Playtime: Morse Code Through the Lights

Rating: ★★★★

Record and Artist Details

Musicians:

Byron Wallen (t)
Mario Caribe (b)
Natsuki Tamura (t)
Martin Kershaw (as, ss)
Satoko Fujii (p)
Denys Baptiste (ts)
Graeme Stephen (g)
Laura Jurd (t)
Tom Bancroft (d, bod)
Ernst Reijseger (clo)
Corey Mwamba (vb)
Iain Ballamy (ts)

Label:

Interrupto Music

December/2024

Media Format:

CD/DL

RecordDate:

Rec. May 2020-June 2021

Benjamin Franklin, founding father of the USA among other fripperies, reckoned that ‘Out of adversity comes forth opportunity.’ Ben never battled audio latency in an improvising band in the midst of a pandemic (although he did invent the glass harmonica) but his words resonate with this beautiful album from Playtime and guests.

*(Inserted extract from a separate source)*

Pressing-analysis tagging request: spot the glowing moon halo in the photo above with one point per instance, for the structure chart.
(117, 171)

Bored with lockdown, wanting to do something for their audiences and themselves, the playmates plunged into gigging live over the internet. It shouldn’t have worked but it did, their years of playing together allowing them to surmount the delay implicit in the technology.

Morse Code… traces this story, with band members narrating their relationship to the process. The aptly-monickered ‘Through Space Our Minds Can Still Touch’ was their first live recording. Then they reached out: In London, Laura Jurd and Byron Wallen differently elicited the spirit of ‘In A Silent Way’; a duo with Iain Ballamy is gentle grace, while the collaborations with Japanese musicians trapped in tiny flats burst with a break free energy.

Of course, the album is an ‘edited’ version of the music created. Through Phil Bancroft’s Myriad Streams (website) you can access whole sessions. Morse Code Through the Lights reminds us how resilience, collective effort and creativity can transcend the toughest times.